Gumbel Rao Monte Carlo based Bi-Modal Neural Architecture Search for Audio-Visual Deepfake Detection

Authors: Aravinda Reddy PN, Raghavendra Ramachandra, Krothapalli Sreenivasa Rao, Pabitra Mitra Vinod Rathod

Published: 2024-10-09 04:37:35+00:00

AI Summary

This paper introduces Gumbel-Rao Monte Carlo Bi-modal Neural Architecture Search (GRMC-BMNAS), a novel framework for audio-visual deepfake detection. It optimizes multimodal fusion by refining the Straight through Gumbel Softmax (STGS) method with Rao-Blackwellization to reduce variance, leading to more stable training. The two-level search approach concurrently optimizes network architecture, parameters, and performance, demonstrating superior generalization and efficiency.

Abstract

Deepfakes pose a critical threat to biometric authentication systems by generating highly realistic synthetic media. Existing multimodal deepfake detectors often struggle to adapt to diverse data and rely on simple fusion methods. To address these challenges, we propose Gumbel-Rao Monte Carlo Bi-modal Neural Architecture Search (GRMC-BMNAS), a novel architecture search framework that employs Gumbel-Rao Monte Carlo sampling to optimize multimodal fusion. It refines the Straight through Gumbel Softmax (STGS) method by reducing variance with Rao-Blackwellization, stabilizing network training. Using a two-level search approach, the framework optimizes the network architecture, parameters, and performance. Crucial features are efficiently identified from backbone networks, while within the cell structure, a weighted fusion operation integrates information from various sources.
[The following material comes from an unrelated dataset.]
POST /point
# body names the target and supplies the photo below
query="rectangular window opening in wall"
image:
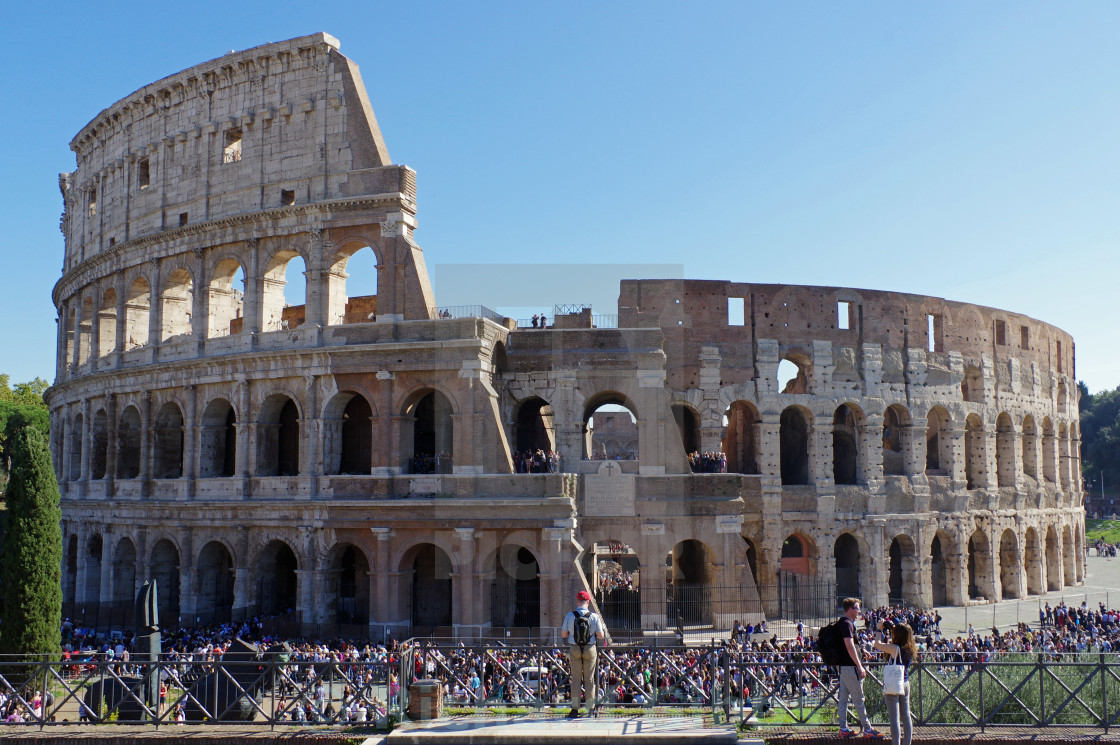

By varying parameters such as temperature and number of Monte carlo samples yields an architecture that maximizes classification performance and better generalisation capability. Experimental results on the FakeAVCeleb and SWAN-DF datasets demonstrate an impressive AUC percentage of 95.4\\%, achieved with minimal model parameters.


Key findings
Experimental results show GRMC-BMNAS achieves an impressive AUC of 95.4% on FakeAVCeleb and SWAN-DF datasets with minimal model parameters (0.20M) and reduced GPU training days (1.5). The proposed method outperforms existing state-of-the-art approaches, including STGS-BMNAS, by demonstrating superior generalization capabilities on unseen data and faster convergence due to lower variance and mean squared error.
Approach
The GRMC-BMNAS framework utilizes Gumbel-Rao Monte Carlo sampling within a two-level neural architecture search. It refines the Gumbel-Softmax gradient estimator by incorporating Rao-Blackwellization to reduce variance and stabilize training. The first level identifies crucial features from backbone networks, while the second level optimizes a weighted fusion operation within the cell structure to integrate information from various sources.
Datasets
FakeAVCeleb, SWAN-DF
Model(s)
GRMC-BMNAS, ResNet-34 (as feature extraction backbones)
Author countries
India, Norway